Added! Golang is nice, have picked up a little bit but not enough to be comfortable with it yet.

  • "app.py" is the web server
    • HTML is in the template folder
  • "enrich.py" is a one-time run which enriches the data a little (would be great to have the cover art be a part of the PriceCharting API, I would be surprised if there isn't a feature request open on that already)
    • This script requires two environmental vars "PC_EMAIL" and "PC_PASS", which I use to grab the cover art of the game.
  • Ignore the fact that I have data in my Git repo :D
    • Would never typically do that but just wanted to avoid having to setup a DB since this was just a quick prototype (is also a big reason why the repo is private honestly; and data was paid for).
  • The Pandas library in Python handles a lot of the numerics (sampling, etc.)
  • Repo was originally used for a different game idea I had (is why the .gitignore is 3 years old... :D)

Yes I did, I used Python/Flask because that's what I know for my day job.
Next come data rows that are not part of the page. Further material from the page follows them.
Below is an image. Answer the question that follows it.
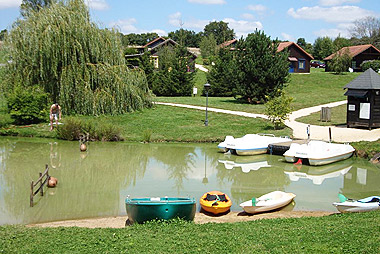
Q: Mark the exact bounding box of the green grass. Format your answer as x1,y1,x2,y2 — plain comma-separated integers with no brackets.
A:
297,104,347,126
4,105,291,142
0,212,380,254
155,68,359,114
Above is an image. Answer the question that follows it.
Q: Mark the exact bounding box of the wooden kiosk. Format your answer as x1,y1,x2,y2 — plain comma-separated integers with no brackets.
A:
344,69,380,129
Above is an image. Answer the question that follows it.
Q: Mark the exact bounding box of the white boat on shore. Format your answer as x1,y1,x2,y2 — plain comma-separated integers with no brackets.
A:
333,194,380,213
240,191,296,214
284,140,355,166
218,134,292,155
If you send me your Github username I can add you to repo (was a quick prototype so pardon the mess). Is only about ~80 lines of Python and a little more of HTML.

Absolutely! Would make sense to have it on PriceCharting (could be a sub feature) and the data it would generate would be interesting too! Perhaps could help find insights like, just an example, "People with > 70% overall game price accuracy typically underestimate the price of combat games.", etc.

Some things I have found just playing with my prototype:

  • Weight random game pick by sale volume
  • Prices to pick from should be > ~5$ apart at least (otherwise feels a little unfair)
  • Can show recent 10 picks but player's accurate score should be based on a much larger sample (I think ~200 samples typically coveraged to ~33% accurate if you picked the middle price every time)

If there is interest I would love to participate and provide feedback, etc!